The Lynx are an old team. Players seem to find motivation in hearing that. They are also a prideful group. Joke about AARP cards at your own peril.
“We’re getting tired of coming back here and hearing how old we are,” said Augustus, who turns 33 on Sunday. “I don’t think any of us is trying to outrun Father Time. We’re just trying to dance as slowly as possible with him and enjoy the ride until the music stops.”
In sports, we tend to view a team’s opportunity for success as a “window.” The Lynx’s window has lasted so long it has become a floor-to-ceiling pane. Their core keeps getting older, but they remain at a championship level, physically and more importantly, in ambition.
“Everybody talks about the window closing,” Reeve said. “We took a stick and wedged it to keep the window open. We’re not letting it close.”
They know it will close eventually, because age is undefeated in sports. But their absence of complacency was evident in decisions by Moore, Whalen and Augustus to forgo playing overseas this offseason. They sacrificed lucrative paydays — Reeve estimates stars can earn between $300,000 and $500,000 overseas — in order to rest their bodies to be fresh for the WNBA season.
That’s how serious they are about prolonging their careers and winning more championships together.
“I’m at a time in my career where I’m still really good and my teammates around me are very good,” Moore said. “I value that. I enjoy being at my best with this group.”

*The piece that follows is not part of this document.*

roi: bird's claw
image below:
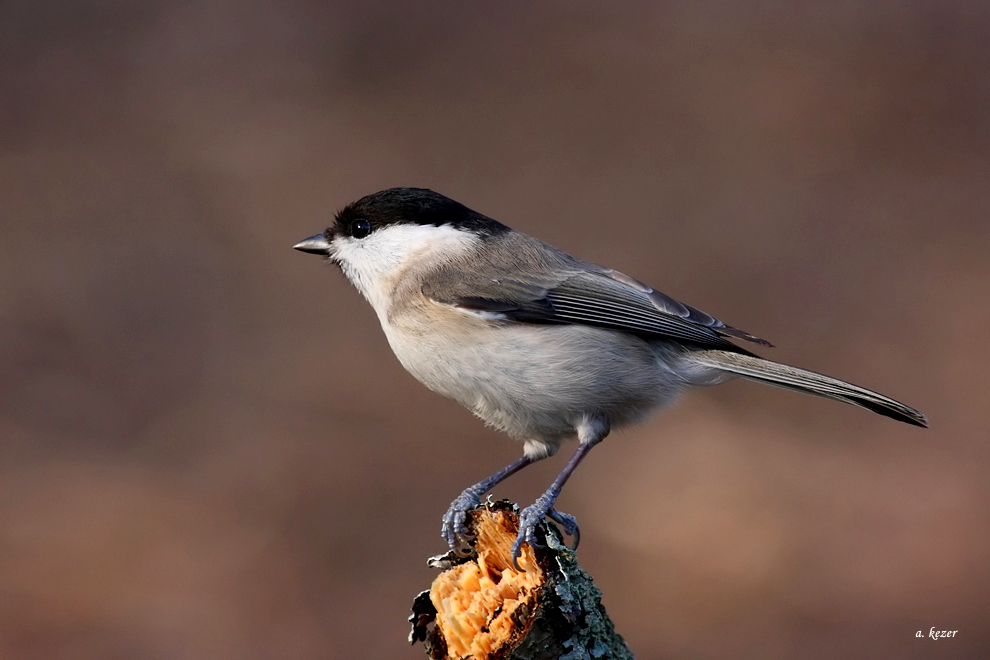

Reeve admits the bull’s-eye on her team gets heavy at times. They have lugged it around since winning their first title in 2011. Reeve recalled a conversation she had with Moore a few seasons ago during a rough stretch.
“Our normal is so high that when we aren’t there, everybody looks at us [negatively],” Moore told Reeve. “We feel responsible to constantly be at that normal.”
They are driven by it, consumed by the challenge of maintaining their normal. Reeve often gives speeches to corporate executives. She stresses the value in recruiting competitive people. Her team is filled with ultra-competitive personalities.
“You’re not going to have to poke them,” Reeve said.
That would be like poking a bear. Teams don’t stay at a championship level for this long without talent and self-motivation. The Lynx’s talent is without question, headlined by Moore, one of the best women’s players in the world.
Talent alone can’t account for their six-year stretch of dominance. Reeve marvels at how angry her players get if they lose in a shooting drill in practice. Nothing other than pride is at stake. That’s not the point. They lost something and that burns them.
The organization has displayed its urgency by supplementing that core group with veteran additions, sometimes at a cost of draft picks. The Lynx added another veteran piece this offseason, forward Plenette Pierson.
The championship-or-bust window remains open after losing a chance to repeat in the final seconds last season.
“I want us to sprint to the finish line,” Reeve said. “I don’t know where the finish line is.”
It’s out there somewhere. The core group isn’t ready to cross it. They are all getting older but are no less driven to win more championships.